Page MenuHomePhabricator

ApiQueryRecentChanges::run is spiking, nuking API servers
Closed, ResolvedPublic

Description

Since yesterday, this cause are multi-second (up to 160 seconds) queries like this:

SELECT /* ApiQueryRecentChanges::run <user> */ rc_id, rc_timestamp, rc_namespace, rc_title, rc_cur_id, rc_type, rc_deleted, rc_this_oldid, rc_last_oldid, rc_user, rc_user_text, ts_tags, page_is_redirect FROM `recentchanges` FORCE INDEX (rc_timestamp) LEFT JOIN `tag_summary` ON ((rc_id=ts_rc_id)) LEFT JOIN `page` ON ((rc_namespace=page_namespace) AND (rc_title=page_title)) WHERE rc_namespace = '0' AND rc_type = '1' AND (rc_patrolled = 0) AND (page_is_redirect = 0 OR page_is_redirect IS NULL) ORDER BY rc_timestamp DESC, rc_id DESC LIMIT 51 /* 4d1857ea652abc7849668dc00f8055bb db1060 zhwiki 2s */

Either something has changed on the code generating them, or a js user script has changed, executing them in thousands.

Event Timeline

jcrespo created this task.Jul 12 2016, 2:47 PM
Restricted Application added subscribers: Zppix, Aklapper. · View Herald TranscriptJul 12 2016, 2:47 PM
jcrespo triaged this task as Unbreak Now! priority.Jul 12 2016, 2:49 PM

I've setup a watchdog that kills API queries running for over 10 seconds.

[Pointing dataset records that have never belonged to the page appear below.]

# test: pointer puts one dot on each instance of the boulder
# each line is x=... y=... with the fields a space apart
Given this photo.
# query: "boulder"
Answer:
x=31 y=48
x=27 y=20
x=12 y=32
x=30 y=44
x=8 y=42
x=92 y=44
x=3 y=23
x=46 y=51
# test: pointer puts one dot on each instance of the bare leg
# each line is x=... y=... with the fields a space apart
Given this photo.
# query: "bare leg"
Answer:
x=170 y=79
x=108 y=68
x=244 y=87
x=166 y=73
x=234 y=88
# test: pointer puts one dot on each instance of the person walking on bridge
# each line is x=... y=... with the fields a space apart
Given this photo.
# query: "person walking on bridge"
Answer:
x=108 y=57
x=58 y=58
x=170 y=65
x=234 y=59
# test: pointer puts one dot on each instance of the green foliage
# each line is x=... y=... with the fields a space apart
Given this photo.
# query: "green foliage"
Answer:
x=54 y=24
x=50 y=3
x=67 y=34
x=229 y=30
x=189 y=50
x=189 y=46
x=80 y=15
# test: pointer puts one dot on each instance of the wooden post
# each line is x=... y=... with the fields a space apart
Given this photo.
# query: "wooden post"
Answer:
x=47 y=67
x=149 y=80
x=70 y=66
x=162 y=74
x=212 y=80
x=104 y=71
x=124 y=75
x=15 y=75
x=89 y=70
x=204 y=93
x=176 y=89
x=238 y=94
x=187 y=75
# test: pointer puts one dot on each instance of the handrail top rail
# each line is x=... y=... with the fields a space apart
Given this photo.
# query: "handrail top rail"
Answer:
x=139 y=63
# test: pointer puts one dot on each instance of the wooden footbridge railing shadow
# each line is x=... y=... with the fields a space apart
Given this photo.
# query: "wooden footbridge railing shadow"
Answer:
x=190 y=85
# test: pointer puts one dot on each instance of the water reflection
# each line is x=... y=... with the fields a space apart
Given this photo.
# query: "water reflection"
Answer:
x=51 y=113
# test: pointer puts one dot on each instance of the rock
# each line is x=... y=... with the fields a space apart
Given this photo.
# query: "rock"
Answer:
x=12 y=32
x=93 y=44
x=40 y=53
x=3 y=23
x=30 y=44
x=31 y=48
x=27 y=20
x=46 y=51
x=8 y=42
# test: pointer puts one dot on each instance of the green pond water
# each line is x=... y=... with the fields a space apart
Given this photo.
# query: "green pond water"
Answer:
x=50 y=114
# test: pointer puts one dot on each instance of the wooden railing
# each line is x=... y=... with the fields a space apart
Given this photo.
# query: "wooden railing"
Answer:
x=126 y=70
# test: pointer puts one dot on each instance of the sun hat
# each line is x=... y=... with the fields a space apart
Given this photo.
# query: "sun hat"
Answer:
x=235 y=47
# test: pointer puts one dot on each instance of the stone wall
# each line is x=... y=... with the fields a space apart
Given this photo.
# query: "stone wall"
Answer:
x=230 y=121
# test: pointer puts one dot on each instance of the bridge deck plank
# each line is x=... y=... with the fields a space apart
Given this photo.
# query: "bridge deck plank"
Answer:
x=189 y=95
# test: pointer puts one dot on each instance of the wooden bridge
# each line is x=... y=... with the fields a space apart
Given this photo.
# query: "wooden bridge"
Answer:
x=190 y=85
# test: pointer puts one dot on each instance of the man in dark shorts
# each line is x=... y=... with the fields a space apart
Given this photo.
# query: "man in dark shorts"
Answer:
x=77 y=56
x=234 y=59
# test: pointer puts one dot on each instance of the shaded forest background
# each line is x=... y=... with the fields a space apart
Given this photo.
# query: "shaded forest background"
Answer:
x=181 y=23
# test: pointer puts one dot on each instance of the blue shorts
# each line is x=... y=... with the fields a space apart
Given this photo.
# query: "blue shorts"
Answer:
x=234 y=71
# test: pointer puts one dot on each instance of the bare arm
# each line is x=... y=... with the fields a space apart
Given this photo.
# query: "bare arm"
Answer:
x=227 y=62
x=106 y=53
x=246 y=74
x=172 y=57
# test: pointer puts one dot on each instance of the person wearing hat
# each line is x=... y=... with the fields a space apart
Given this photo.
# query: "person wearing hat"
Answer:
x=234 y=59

Other queries that are misbehaving:

SELECT /* ApiQueryRecentChanges::run XXXX */ rc_id, rc_timestamp, rc_namespace, rc_title, rc_cur_id, rc_type, rc_deleted, rc_this_oldid, rc_last_oldid, page_is_redirect FROM `recentchanges` FORCE INDEX (rc_timestamp) LEFT JOIN `page` ON ((rc_namespace=page_namespace) AND (rc_title=page_title)) WHERE rc_namespace = '0' AND rc_type = '1' AND (rc_patrolled = 0) AND (page_is_redirect = 0 OR page_is_redirect IS NULL) ORDER BY rc_timestamp DESC, rc_id DESC LIMIT 11
Restricted Application added subscribers: Luke081515, TerraCodes. · View Herald TranscriptJul 12 2016, 2:49 PM

Most queries seem to come from a few zh-users:

  • 写字板
  • Stang
  • A2093064
  • Assanges
  • Galaxyharrylion
  • Amazingloong

(there may be some false positives here, but if we find something in common among those users, we may find the issue: probably some kind of too aggressive user's .js code that was updated recently). Can someone help contacting those users?

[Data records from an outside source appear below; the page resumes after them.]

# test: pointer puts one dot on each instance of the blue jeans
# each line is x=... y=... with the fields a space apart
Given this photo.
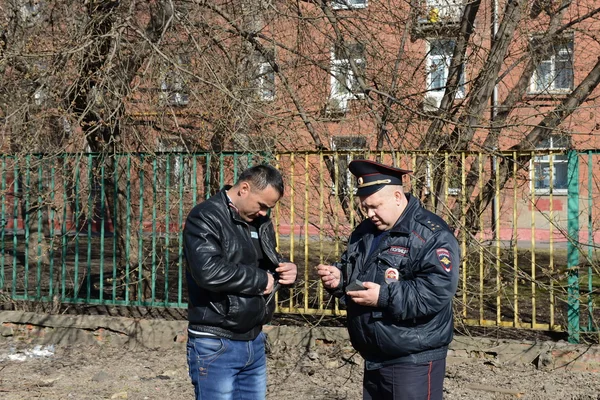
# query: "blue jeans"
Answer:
x=223 y=369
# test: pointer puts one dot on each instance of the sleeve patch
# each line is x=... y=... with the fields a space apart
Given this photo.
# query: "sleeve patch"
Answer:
x=444 y=259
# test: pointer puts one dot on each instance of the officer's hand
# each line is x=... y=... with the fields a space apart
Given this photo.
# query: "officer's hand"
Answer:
x=287 y=273
x=270 y=283
x=330 y=276
x=367 y=297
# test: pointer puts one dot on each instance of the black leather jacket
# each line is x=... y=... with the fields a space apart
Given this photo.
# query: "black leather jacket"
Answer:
x=413 y=320
x=224 y=278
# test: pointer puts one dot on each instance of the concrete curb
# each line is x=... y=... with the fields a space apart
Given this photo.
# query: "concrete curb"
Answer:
x=35 y=328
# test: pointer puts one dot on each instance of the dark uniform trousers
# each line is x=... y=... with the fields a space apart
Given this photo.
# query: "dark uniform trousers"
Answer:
x=405 y=382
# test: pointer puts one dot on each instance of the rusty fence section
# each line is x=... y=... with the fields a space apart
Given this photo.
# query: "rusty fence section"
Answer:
x=93 y=229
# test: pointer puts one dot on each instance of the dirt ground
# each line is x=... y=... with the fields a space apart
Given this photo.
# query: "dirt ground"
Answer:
x=326 y=371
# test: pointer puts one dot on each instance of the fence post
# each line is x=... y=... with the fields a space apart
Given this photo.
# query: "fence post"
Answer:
x=572 y=246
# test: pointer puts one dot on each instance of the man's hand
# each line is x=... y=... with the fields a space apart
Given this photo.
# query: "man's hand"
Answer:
x=330 y=276
x=287 y=273
x=367 y=297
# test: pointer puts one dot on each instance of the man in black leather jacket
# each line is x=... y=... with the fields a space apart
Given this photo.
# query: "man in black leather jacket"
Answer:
x=233 y=272
x=406 y=262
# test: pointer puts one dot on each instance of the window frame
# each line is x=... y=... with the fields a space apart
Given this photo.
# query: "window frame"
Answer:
x=567 y=41
x=448 y=10
x=350 y=79
x=539 y=163
x=353 y=151
x=171 y=153
x=447 y=59
x=348 y=4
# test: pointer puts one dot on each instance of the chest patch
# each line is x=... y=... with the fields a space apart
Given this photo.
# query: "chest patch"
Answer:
x=398 y=250
x=444 y=259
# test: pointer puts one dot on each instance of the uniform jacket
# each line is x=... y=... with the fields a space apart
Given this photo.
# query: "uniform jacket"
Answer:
x=224 y=278
x=413 y=320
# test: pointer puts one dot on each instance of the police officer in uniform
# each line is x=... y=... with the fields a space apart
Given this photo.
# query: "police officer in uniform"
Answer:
x=398 y=277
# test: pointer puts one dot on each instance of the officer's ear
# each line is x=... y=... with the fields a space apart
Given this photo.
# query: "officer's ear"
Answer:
x=398 y=194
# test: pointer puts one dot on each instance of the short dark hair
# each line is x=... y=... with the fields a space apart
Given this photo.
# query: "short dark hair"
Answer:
x=261 y=176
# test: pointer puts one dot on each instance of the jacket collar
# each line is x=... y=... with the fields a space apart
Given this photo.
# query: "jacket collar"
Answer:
x=403 y=223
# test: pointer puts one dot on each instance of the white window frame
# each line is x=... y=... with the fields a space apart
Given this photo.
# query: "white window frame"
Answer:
x=30 y=11
x=445 y=59
x=342 y=95
x=266 y=82
x=542 y=163
x=172 y=85
x=535 y=87
x=357 y=150
x=348 y=4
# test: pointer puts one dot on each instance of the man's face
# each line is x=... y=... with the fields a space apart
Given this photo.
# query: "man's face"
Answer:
x=255 y=203
x=383 y=207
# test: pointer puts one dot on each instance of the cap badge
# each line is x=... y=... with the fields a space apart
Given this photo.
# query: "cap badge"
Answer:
x=392 y=275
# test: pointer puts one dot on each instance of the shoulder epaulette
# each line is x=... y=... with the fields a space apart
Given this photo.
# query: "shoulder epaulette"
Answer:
x=433 y=222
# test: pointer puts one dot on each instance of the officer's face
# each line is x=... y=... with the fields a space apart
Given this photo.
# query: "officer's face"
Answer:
x=255 y=203
x=384 y=207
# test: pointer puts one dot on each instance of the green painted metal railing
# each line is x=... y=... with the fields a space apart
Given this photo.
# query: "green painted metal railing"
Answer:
x=581 y=319
x=87 y=229
x=82 y=228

Anomie added a subscriber: Anomie.EditedJul 12 2016, 3:32 PM

In general, this reminds me of T101502 and similar bugs: the module has a bunch of filters, and if rows passing the combination of filters is relatively rare it can result in lots of rows being scanned before enough are found to meet the limit.

OTOH, in this specific case we may be making things worse by forcing a particular index. This query could probably better be served by the new_name_timestamp index, and I see db1060 has an even better one available (name_type_patrolled_timestamp) that isn't in maintenance/tables.sql.

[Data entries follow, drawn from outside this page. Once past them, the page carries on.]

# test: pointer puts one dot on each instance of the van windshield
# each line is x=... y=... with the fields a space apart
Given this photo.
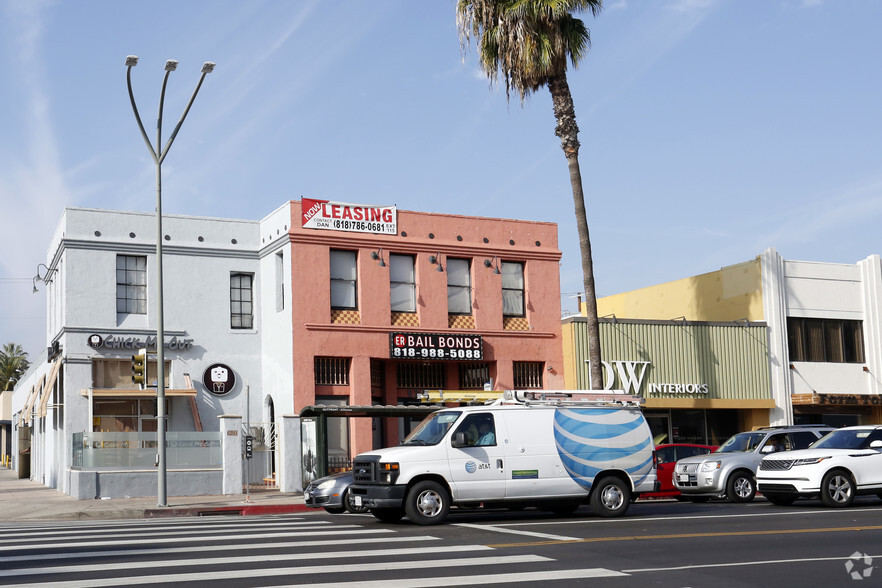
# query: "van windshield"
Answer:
x=432 y=429
x=742 y=442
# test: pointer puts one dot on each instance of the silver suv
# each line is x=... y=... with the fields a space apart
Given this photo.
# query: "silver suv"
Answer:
x=730 y=471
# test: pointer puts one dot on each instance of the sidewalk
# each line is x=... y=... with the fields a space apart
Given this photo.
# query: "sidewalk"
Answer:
x=23 y=501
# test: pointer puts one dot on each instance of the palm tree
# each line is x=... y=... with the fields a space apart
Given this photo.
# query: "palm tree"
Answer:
x=13 y=365
x=528 y=42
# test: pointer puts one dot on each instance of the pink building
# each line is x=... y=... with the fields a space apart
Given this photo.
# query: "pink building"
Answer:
x=387 y=304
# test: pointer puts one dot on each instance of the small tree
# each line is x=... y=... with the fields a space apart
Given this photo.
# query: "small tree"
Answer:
x=13 y=365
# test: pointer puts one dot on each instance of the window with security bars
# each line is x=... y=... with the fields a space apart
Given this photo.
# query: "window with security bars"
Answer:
x=513 y=289
x=459 y=286
x=241 y=301
x=418 y=375
x=131 y=284
x=402 y=283
x=473 y=376
x=827 y=340
x=344 y=280
x=527 y=374
x=332 y=371
x=378 y=375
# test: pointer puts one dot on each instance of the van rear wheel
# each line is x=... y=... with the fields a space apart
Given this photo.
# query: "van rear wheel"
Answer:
x=611 y=497
x=427 y=503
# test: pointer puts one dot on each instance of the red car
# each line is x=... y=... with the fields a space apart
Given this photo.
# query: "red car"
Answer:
x=666 y=457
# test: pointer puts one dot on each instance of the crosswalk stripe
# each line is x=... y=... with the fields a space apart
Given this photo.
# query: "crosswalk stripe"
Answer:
x=346 y=530
x=552 y=575
x=215 y=561
x=178 y=532
x=311 y=543
x=304 y=570
x=10 y=535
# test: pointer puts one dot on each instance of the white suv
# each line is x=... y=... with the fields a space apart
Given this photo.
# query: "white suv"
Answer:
x=730 y=470
x=843 y=464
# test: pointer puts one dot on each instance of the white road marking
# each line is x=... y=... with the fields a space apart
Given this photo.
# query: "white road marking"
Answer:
x=741 y=563
x=500 y=529
x=216 y=561
x=304 y=570
x=554 y=575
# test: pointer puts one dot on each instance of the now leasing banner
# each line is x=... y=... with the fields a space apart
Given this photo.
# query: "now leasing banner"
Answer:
x=340 y=216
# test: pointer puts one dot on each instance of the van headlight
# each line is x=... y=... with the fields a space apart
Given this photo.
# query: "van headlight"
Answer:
x=388 y=473
x=709 y=466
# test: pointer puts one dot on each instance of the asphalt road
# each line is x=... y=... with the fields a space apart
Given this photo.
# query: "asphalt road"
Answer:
x=716 y=544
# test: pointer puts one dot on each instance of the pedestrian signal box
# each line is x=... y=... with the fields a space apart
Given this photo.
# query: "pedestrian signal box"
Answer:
x=249 y=446
x=139 y=368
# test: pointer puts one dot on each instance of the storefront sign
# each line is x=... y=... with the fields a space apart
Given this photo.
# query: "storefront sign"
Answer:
x=629 y=376
x=435 y=346
x=850 y=399
x=340 y=216
x=116 y=342
x=219 y=379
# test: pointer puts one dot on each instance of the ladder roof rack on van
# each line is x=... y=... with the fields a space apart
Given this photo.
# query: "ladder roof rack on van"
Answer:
x=571 y=398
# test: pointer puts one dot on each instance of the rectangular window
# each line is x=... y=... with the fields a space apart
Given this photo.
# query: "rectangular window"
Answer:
x=343 y=280
x=332 y=371
x=513 y=289
x=527 y=374
x=826 y=340
x=473 y=376
x=402 y=283
x=419 y=375
x=131 y=284
x=280 y=281
x=459 y=286
x=241 y=301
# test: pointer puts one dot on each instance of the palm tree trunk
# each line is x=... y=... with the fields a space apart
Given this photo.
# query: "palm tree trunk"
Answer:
x=568 y=131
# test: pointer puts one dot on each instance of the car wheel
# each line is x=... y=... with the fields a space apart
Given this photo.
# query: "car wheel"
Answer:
x=780 y=498
x=351 y=507
x=610 y=497
x=741 y=487
x=837 y=489
x=427 y=503
x=388 y=515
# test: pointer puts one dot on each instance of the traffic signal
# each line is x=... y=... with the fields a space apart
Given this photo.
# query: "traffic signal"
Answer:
x=139 y=368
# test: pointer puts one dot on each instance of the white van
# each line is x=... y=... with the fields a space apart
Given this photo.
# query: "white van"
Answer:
x=536 y=448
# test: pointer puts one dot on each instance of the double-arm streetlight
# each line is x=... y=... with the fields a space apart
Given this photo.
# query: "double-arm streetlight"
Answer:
x=159 y=152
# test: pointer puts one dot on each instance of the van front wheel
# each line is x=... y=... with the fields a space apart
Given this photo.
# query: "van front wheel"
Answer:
x=427 y=503
x=611 y=497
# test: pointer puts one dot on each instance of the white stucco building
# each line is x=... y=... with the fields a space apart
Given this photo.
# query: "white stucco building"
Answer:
x=225 y=283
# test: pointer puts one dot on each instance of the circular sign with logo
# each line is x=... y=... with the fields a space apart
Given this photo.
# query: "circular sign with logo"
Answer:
x=219 y=379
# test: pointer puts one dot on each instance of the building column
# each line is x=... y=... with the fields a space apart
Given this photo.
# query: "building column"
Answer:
x=231 y=452
x=289 y=451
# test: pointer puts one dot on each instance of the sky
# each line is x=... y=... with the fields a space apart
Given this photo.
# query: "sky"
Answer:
x=710 y=130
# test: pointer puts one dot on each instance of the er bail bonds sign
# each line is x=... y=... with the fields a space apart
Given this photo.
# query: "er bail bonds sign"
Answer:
x=340 y=216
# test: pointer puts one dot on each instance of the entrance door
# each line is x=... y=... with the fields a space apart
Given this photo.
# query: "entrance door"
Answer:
x=477 y=470
x=660 y=425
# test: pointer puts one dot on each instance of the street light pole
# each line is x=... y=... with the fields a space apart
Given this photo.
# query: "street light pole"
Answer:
x=159 y=153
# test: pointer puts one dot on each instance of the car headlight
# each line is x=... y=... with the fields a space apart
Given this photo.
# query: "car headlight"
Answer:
x=709 y=466
x=326 y=485
x=810 y=460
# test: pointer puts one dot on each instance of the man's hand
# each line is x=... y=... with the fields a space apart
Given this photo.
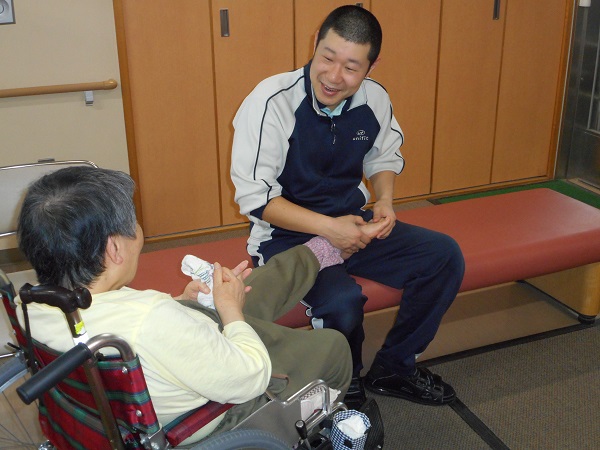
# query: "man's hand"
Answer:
x=372 y=230
x=383 y=210
x=345 y=233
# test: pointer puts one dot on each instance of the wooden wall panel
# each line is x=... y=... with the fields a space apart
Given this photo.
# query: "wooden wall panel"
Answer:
x=260 y=44
x=529 y=89
x=169 y=61
x=469 y=70
x=408 y=70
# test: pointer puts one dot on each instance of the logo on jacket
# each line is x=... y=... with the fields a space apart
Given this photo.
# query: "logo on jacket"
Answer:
x=361 y=135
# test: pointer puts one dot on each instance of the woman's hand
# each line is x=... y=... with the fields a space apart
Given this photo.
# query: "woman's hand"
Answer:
x=229 y=293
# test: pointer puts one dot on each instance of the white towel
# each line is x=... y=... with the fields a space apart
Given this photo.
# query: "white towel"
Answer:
x=201 y=270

Edit: new_name_timestamp wouldn't help since we're not including rc_new in the query.

Change 298495 had a related patch set uploaded (by Anomie):
API: Remove index forcing in ApiQueryRecentChanges

https://gerrit.wikimedia.org/r/298495

jcrespo added a comment.EditedJul 12 2016, 3:40 PM

@Anomie yes, however, knowing that happens I think we should be prepared- have some kind of limitation on the query time when the same query is very fequent (which right now I have badly done monitoring the DB; and in extreme cases, being able to easily block certain combination of parameters, and just return an error immediately (I cannot do that at db side).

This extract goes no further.